The unequaled rock-strewn chutes of the West Basin will remain closed through this storm, along with the sprawling face of Kachina Peak and its new summit-reaching chairlift, a poetic mockery by nature of the ski industry's best laid plans. By midday the Highline Ridge has been cleared however and we embark on the climb with the unfortunate haste of children rushing toward a plate with not enough cookies for everyone. There's a saying for it – no friends on a powder day. The race for first tracks seems churlish, infantile even, to the onlooker who has not been hooked by the lure of untouched descent. But the rush of anticipation has us motoring our boots upward with doubled effort, bent on finding that immaculate line.

Eclipsing treeline, all forethought ceases. We hit the ridge and an assault of wind and precipitation renders visibility and hearing near naught. The conditions on the resort below seem a plaything – ice and snow lambast from all angles like the million daggers of some Norse necromancer or crooked deity of violence and frigidity. I lose sight of the path and stumble into a chest-high drift of snow, all of a sudden swimming alone in this mad white world, legs and feet and skis fighting to slog through the weight of the misstep. Out of the drift finally, there's a quick uptick in visibility and it's just me and the ridge. Sam, the only one ahead, must have already dropped down into his line. I reach a good spot on the envisioned cornice and it's now or never. I launch forward and land eight feet down like lovers on a feather bed. One, two, five swooping and unforgettable turns have me down the first wall. A hundred-foot traverse and I'm in the shelter of the trees. Cutting left from the few tracks ahead of me, I drop into an unchristened line through a favorite stretch of glade, the turns flowing by effortlessly, the mind emptied, time an alien thing. When the run drains out onto the trafficked resort, it comes as a jarring surprise, as if the raw new world above were made to extend infinitely. But there's Sam, beaming and telling me without hint of hyperbole that was the greatest ski run of his life and me staring at my skis, at the snow, at my friend, without breath or cause to refute.
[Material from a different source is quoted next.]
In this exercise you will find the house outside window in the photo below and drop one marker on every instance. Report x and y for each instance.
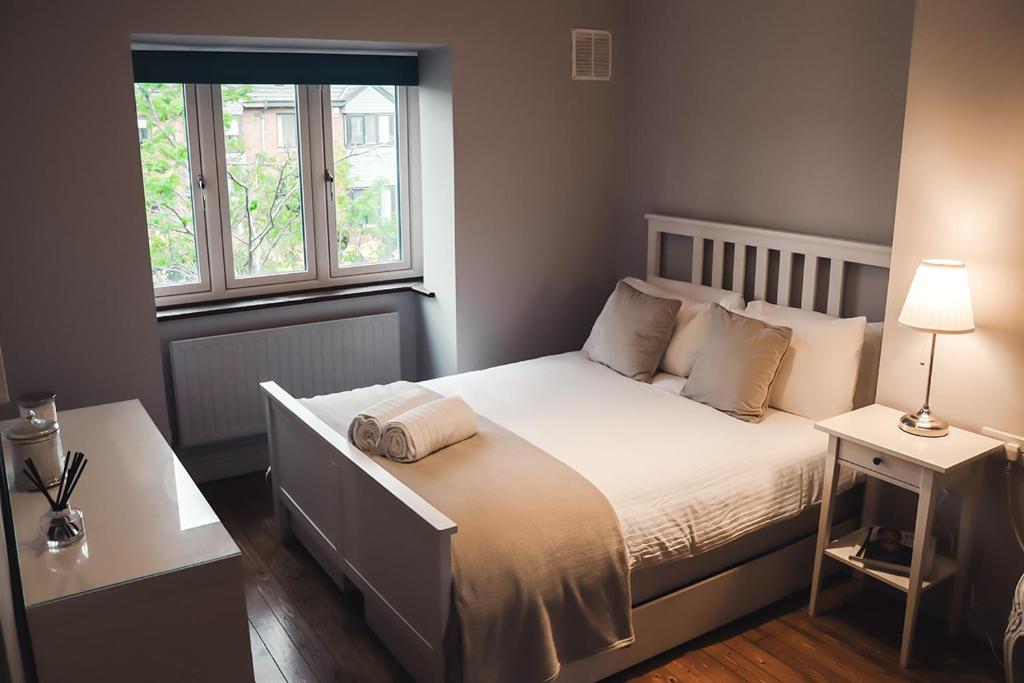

The afternoon winds its way on like the second act of a winter ballet. We ski hard until the end, catching our last chair at 3:57 for a victory lap with Bill. With the snow continuing, an evening of exhaustion and exultation finds us asleep by ten and collective soreness makes for a slower morning as we wind back up the canyon in an ant-like parade of trucks and Subarus. The word must have gotten out. But it is the mountain and not the people which will have the final dictum on Sunday. A big slide in the West Basin overnight has shut down one side of the resort, while the entire Kachina drainage is too unpredictable for opening. Skiing will be bottlenecked to the lower front side for the morning if not the entire day, the resulting lift lines bringing anxious visions of Summit County to many. But Taos has a final gift amid the turbulence as we watch patrol drop the rope and the season's first skiers traverse into North American, a steep glade which twists 1,500 vertical feet down the resort's front side, culminating in two narrow chokes requiring current snow depths for safety. By the time we're off the lift and reach the top of it, we are hardly the first to enter, but the snow remains pillowed between the naked aspens and the crowd inside whooping like questers in a revival tent. Delving into some inner reserve, the legs gather strength for a last hurrah. They pump like pistons once more as I charge down through the great grove, washed with gratitude, and maybe it's just my imagination but the sky seems a tick brighter as I course into the turns below.